# Team04 Final Project: Automatic Differentiation Package
 
**Team member**: Yixian Gan, Siyao Li, Ting Cheng, Li Yao, Haitian Liu

## Introduction
**Automatic Differentiation (AD)** project is a python package that realizes forward mode automatic differentiation method on custom input fucntions. 

In scientific research or engineering projects, sometimes we would want to compute the derivative of certain functions (the $f'(x)$ term in Newton's method for example.) For simple input fucntions, we can compute an exact analytical solution with ease. However, once the inputs became complicated, it may be hard or even impossible to calculate an analytical solution. This problem becomes especially intractable in deep learning, where we are interested in the derivative of model losses with respect to input features, both of which could be vectors with hundreds of dimensions.

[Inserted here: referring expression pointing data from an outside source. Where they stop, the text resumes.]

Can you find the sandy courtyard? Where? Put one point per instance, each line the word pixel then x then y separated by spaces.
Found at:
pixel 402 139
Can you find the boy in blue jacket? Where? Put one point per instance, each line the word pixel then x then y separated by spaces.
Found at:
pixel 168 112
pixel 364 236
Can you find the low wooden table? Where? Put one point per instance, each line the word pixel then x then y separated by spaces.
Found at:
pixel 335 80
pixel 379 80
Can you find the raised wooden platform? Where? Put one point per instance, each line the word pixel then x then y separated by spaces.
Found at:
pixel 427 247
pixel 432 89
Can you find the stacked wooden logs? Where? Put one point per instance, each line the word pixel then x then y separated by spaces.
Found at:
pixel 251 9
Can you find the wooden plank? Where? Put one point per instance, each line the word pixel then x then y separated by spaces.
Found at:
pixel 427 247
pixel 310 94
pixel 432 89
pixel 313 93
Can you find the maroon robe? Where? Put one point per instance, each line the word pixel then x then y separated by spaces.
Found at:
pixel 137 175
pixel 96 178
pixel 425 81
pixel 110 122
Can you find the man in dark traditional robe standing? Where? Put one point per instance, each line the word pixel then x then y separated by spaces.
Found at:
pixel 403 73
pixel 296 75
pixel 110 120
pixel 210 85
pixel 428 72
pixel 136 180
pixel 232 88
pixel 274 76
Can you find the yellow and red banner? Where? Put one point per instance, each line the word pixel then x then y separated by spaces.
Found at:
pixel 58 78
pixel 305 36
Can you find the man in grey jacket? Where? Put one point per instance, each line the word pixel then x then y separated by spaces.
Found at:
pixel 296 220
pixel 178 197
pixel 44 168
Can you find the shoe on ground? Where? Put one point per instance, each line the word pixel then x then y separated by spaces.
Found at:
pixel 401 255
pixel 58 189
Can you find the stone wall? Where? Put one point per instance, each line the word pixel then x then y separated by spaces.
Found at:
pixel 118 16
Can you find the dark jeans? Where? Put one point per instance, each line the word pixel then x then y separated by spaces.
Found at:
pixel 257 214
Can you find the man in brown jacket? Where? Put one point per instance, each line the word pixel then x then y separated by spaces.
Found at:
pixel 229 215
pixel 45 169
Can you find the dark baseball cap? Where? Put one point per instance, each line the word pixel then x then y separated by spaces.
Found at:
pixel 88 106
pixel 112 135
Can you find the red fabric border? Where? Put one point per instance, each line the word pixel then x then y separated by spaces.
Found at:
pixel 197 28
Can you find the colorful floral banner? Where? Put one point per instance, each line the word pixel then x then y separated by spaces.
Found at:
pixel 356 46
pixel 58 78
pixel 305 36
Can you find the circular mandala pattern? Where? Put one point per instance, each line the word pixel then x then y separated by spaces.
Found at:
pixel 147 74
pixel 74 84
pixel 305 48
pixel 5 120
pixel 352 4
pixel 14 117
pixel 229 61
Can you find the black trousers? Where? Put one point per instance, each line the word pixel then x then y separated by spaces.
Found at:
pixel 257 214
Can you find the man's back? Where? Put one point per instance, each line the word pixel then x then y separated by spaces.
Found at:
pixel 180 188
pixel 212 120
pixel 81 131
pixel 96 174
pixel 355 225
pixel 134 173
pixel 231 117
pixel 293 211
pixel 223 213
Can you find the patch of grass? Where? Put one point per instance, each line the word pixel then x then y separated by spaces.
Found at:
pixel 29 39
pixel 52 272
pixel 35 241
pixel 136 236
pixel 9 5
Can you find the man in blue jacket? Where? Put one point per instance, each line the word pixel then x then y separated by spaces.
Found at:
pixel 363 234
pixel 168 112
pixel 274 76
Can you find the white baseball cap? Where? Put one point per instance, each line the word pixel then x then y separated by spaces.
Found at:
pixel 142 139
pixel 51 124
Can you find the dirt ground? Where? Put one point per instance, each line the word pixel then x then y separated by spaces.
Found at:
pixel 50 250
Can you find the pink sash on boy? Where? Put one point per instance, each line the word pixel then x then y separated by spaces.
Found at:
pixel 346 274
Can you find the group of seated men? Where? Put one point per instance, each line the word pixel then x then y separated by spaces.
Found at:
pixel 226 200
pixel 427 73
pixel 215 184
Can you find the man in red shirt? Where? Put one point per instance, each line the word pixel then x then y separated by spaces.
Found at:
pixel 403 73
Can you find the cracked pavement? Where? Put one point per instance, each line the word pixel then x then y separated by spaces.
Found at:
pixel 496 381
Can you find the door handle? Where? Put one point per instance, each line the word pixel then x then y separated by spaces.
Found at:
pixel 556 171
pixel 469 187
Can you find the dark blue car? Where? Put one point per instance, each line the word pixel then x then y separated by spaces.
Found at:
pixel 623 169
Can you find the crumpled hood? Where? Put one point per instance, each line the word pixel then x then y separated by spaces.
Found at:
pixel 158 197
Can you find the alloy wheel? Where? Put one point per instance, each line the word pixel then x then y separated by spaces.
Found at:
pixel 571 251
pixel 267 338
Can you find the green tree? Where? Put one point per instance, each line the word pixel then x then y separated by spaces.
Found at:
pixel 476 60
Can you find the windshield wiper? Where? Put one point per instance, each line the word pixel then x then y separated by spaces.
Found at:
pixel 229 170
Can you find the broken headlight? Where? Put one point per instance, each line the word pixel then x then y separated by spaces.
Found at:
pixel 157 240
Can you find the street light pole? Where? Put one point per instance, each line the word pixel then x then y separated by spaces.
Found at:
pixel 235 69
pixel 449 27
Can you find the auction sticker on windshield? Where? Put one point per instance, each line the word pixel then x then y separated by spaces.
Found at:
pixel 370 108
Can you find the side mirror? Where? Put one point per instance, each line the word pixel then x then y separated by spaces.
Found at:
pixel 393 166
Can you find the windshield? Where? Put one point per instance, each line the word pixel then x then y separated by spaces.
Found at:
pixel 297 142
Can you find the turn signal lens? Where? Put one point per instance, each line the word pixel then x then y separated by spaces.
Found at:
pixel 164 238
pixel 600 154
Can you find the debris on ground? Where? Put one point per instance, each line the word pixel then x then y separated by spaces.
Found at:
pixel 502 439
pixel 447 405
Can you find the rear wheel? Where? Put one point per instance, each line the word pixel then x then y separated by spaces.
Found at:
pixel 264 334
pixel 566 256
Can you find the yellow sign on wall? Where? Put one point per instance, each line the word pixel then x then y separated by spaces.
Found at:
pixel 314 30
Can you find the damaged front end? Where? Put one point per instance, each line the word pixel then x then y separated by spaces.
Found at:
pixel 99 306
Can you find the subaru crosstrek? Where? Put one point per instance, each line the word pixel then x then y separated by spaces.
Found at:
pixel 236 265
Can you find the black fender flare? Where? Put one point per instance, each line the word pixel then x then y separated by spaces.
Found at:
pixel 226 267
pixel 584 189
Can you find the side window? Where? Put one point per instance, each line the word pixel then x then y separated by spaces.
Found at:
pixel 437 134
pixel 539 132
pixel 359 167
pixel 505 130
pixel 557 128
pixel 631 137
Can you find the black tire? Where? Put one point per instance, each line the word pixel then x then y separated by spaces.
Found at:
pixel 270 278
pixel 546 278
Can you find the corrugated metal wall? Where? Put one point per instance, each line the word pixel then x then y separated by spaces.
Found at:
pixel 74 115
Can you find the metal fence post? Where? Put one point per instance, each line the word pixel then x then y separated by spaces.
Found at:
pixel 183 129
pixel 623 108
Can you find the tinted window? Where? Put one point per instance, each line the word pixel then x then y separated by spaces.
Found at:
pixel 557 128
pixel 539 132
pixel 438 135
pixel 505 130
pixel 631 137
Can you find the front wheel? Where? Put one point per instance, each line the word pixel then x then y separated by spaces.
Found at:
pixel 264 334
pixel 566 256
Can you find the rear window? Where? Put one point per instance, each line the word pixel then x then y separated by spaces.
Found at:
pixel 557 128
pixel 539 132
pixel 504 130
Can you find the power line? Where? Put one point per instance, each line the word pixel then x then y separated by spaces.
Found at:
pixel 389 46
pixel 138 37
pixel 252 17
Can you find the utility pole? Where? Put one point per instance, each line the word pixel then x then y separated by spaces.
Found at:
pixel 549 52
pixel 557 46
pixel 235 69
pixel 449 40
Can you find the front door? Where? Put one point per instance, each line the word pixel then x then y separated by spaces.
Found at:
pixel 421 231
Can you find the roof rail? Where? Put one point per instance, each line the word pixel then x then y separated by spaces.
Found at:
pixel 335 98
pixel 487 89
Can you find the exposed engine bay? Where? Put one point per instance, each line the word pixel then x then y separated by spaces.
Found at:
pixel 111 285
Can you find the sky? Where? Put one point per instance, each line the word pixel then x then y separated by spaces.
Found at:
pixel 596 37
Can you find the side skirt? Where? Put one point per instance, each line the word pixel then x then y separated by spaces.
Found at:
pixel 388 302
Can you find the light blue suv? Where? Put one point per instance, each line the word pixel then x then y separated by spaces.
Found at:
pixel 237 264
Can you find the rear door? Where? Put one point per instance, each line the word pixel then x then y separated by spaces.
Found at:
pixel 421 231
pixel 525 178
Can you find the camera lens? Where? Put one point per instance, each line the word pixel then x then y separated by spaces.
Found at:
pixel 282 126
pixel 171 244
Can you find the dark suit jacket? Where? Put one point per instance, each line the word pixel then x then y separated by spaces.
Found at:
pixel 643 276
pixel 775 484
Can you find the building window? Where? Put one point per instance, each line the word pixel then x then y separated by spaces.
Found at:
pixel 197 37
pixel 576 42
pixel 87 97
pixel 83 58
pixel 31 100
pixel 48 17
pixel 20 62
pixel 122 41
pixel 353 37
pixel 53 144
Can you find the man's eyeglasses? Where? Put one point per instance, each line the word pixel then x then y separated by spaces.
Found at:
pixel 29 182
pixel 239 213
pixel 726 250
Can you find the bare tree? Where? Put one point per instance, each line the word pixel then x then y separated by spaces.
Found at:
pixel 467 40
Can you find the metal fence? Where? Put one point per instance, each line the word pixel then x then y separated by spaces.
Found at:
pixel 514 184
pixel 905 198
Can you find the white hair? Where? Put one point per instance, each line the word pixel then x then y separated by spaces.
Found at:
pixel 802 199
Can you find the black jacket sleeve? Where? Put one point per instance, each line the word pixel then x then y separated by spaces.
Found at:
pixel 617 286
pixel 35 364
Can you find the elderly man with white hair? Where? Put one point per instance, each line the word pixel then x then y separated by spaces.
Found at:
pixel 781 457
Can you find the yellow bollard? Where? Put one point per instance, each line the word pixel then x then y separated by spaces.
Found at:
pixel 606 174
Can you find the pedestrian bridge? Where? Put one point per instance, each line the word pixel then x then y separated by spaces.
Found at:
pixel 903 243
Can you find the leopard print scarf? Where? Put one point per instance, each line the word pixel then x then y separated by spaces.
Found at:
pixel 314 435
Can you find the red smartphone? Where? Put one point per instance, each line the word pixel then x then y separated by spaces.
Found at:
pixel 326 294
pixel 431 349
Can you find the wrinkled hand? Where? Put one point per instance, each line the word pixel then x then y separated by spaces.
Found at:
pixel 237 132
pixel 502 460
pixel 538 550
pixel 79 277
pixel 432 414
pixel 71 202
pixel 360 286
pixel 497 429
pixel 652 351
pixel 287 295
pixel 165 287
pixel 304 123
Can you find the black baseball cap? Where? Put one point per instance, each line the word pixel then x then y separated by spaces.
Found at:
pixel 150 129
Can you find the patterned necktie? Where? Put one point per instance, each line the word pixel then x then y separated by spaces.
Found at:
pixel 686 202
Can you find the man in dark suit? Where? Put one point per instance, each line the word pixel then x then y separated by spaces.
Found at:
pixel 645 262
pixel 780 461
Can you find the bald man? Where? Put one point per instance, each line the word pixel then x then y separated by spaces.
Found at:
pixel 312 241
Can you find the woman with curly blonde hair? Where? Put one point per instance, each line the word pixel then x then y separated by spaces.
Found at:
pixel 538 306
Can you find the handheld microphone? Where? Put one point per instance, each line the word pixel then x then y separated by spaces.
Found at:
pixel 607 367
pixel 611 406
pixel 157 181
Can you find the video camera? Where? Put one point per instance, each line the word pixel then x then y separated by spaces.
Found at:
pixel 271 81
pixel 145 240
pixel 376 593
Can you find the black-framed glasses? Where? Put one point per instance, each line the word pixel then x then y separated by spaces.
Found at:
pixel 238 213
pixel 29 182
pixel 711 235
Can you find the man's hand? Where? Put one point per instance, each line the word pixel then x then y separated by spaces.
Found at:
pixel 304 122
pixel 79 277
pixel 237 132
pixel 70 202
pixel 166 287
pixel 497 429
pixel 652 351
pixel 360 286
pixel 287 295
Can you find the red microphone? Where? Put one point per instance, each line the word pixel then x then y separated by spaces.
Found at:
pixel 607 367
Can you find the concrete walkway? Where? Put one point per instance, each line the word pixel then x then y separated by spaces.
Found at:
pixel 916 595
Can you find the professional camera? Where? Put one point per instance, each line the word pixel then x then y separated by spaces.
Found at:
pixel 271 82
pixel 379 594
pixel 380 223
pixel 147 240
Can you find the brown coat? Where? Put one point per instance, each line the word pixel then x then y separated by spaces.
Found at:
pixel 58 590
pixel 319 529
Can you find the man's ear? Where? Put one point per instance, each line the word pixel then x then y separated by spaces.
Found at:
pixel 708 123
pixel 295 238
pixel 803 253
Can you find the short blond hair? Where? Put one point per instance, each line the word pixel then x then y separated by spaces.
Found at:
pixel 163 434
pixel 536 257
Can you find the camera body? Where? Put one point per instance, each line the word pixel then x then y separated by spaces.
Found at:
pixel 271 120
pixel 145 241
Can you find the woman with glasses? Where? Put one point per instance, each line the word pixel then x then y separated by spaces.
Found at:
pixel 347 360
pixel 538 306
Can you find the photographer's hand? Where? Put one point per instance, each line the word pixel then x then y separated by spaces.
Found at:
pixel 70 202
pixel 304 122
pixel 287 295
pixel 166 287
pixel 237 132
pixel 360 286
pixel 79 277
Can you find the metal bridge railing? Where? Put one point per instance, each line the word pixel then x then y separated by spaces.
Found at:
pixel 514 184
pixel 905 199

An alternative way is to compute the derivative using numerical method like automatic differentiation. It breaks down large, complex input function into the product of elementary functions, whose derivative are trivial to compute. By tracing the gradient of intermediate results and repeatedly applying chain rule, AD is able to compute the gradient of any input function in a certain direction. This carries significant importance as almost all machine learning methods rely on gradient descent, and the absolute prerequisite of gradient descent is to compute the gradient.    



## Background

*This section provides a brief overview of the mechanism of AD. Users not interested in the math may skip to* **Usage** *section below*

- **Elementary Operation**

  The key concept of AD is to break down a complicated function into small, managable steps, and solving each step individually. Typically, each step in AD would only perform one elementary operation. Here, "Elementary Operations" refer to both arithmatic operation (`+`, `-`, `*`, scalar division, power operation, etc.), and elementary functions (`exp`, `log`, `sin `, `cos`, etc.) These elementary operations should take only one or two inputs, and its partial derivative with respect to both inputs should be easy to compute. We would later chain these intermediate derivatives to get the overall result.
  
- **Chain Rule**

  Chain rule in calculus is the rule to compute the derivative of compound functions. It allows us to write the derivative of compound function as the product of derivatives of simple functions. The simpliest case is taking the derivative of a scalar function of only one scalar variable 
  
  $$\frac{d}{dx}f(u(x))=\frac{df(u)}{du}\frac{du(x)}{dx}$$
  
  A more general case is to have a function $f$ of a n-dimension vector variable $\textbf{x}=(x_1, x_2, ...x_n)$. Then, instead of derivate, we would like to compute the gradient of $f$ with respect to $\textbf{x}$. Suppose $f$ is a function of vector $\textbf{y}$, which itself is a function of vector $\textbf{x}$. The chain rule for multivariate function is given by 
  
  $$\nabla_xf=\frac{\partial f}{\partial y_1}\nabla_xy_1+\frac{\partial f}{\partial y_2}\nabla_xy_2+... $$
  $$=\sum_i \frac{\partial f}{\partial y_i}\nabla_xy_i$$
  
  The chain rule is exceptionally useful in AD method as we can imagine $\textbf{y}$'s to be the intermediate result at each step, then by chain rule, the gradient of the interested funtion is just the production of gradients calculated in each small step. 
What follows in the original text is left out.